The solution to the puzzle was worthy of something you might read in Nightmare Alley. Before the trick began Randi had secretly sprinkled some iron filings on the seat of one of the office chairs. The filings couldn’t be seen against the dark fabric.

The five jumbo cards had thin magnets embedded inside them. Different numbers of magnets located at different positions in the cards. When Randi turned to face me he took the envelope and casually dropped it onto the seat with the iron filings. All he had to do now was pick the envelope up and look at the filings adhering to the magnets. Their arrangement told him which card was hidden inside. The tell-tale filings were easily brushed away before the trick was concluded. I was glad he explained it otherwise I’m sure it would have remained a mystery.

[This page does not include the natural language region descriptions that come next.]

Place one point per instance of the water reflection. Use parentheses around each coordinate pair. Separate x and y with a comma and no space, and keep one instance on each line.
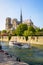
(32,56)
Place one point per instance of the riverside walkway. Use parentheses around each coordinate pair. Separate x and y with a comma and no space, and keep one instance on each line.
(6,59)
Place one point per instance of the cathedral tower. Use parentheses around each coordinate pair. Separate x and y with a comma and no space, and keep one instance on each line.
(21,17)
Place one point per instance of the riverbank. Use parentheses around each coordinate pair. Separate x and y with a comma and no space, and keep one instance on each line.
(6,59)
(22,39)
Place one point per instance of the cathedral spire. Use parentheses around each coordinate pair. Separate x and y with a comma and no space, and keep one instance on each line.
(21,17)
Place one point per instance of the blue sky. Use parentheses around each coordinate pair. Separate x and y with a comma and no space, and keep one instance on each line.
(30,9)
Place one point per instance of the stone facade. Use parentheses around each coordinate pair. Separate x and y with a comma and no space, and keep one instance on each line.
(12,25)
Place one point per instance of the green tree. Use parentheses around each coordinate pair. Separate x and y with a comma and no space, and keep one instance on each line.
(3,32)
(21,28)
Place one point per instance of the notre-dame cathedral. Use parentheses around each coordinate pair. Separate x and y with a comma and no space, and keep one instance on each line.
(12,24)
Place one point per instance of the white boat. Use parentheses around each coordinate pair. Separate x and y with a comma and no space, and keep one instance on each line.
(19,45)
(11,43)
(26,46)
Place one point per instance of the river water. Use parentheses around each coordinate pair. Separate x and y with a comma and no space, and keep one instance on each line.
(33,56)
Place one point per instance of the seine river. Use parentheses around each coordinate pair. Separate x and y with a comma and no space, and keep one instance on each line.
(33,56)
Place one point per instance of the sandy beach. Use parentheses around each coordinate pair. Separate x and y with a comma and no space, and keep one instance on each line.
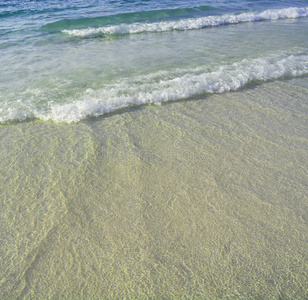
(198,199)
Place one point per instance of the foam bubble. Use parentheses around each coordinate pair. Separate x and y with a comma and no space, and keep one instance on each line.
(160,87)
(183,84)
(196,23)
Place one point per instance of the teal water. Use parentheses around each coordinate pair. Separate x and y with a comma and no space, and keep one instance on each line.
(69,61)
(194,187)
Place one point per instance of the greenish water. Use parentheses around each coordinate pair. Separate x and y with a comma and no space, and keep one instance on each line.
(200,199)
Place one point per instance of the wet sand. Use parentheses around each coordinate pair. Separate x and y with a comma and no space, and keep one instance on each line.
(200,199)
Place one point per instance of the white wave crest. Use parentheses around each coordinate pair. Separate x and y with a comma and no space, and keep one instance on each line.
(147,89)
(197,23)
(162,86)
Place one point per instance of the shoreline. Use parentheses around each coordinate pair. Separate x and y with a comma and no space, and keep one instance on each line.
(196,199)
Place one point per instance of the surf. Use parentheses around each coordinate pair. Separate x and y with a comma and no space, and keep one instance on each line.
(190,23)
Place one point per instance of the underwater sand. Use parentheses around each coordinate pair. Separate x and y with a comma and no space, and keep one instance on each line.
(199,199)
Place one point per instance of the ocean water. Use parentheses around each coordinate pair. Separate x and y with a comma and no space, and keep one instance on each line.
(153,149)
(67,61)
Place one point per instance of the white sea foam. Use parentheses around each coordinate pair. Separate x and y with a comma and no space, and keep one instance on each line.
(147,89)
(164,86)
(197,23)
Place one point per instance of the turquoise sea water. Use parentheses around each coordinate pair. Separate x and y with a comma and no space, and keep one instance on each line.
(69,60)
(153,149)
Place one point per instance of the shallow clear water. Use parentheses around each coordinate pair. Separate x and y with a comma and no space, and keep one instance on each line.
(67,62)
(201,196)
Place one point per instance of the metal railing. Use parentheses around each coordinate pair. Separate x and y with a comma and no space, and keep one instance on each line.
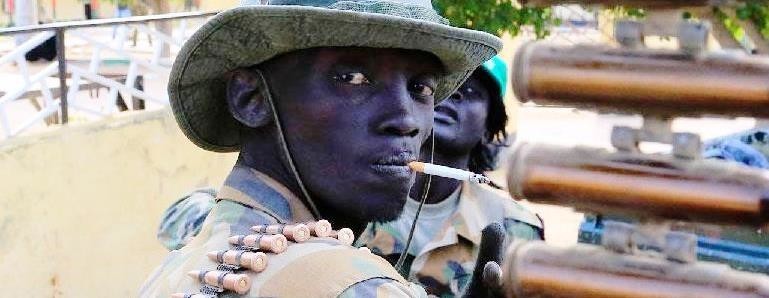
(58,102)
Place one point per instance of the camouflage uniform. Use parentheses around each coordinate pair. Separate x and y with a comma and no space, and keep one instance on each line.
(445,264)
(251,198)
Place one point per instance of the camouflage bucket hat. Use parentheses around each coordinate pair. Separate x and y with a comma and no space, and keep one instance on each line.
(251,34)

I’ve never seen anyone else do this trick. The use of iron filings to reveal information goes back a long way. One of the best ideas I’ve seen is described in The Sphinx (August 1939), There you will find Tan Hock Chuan’s The Lock and Keys, a version of Seven Keys to Baldpate. The key that fits the lock is magnetic. Each key is sealed in an envelope but the performer can find the correct one by using the same iron filings principle that Randi used. The trick Randi explained is in print. I found it many years later but don’t have those notes to hand so that mystery will have to remain for now. Still, you have the idea. It’s a trick worth reviving. We have much better and thinner magnetic materials now. Perhaps you’ll remember James Randi when you use it.


We had a great crew working on James Randi:Psychic Investigator. Exec producer was Sebastian Cody, who gave me my start in TV. The producer was Frankie Glass and later we’d develop the Max Maven Something Strange series together. The director was John Birkin who I met on Jeremy Beadle’s Box of Tricks and later was able to help out on the episode of Mr Bean in which Rowan Atkinson assists a magician. And the production manager was the marvellous Pamela Wylde, who I met on The Secret Cabaret. Which reminds me of the time she called for a cab to take James Randi and herself back to the crew hotel.

‘Who’s it for?’ said the cab company.

‘Wylde and Randi,’ she replied.

At which point we all fell about laughing.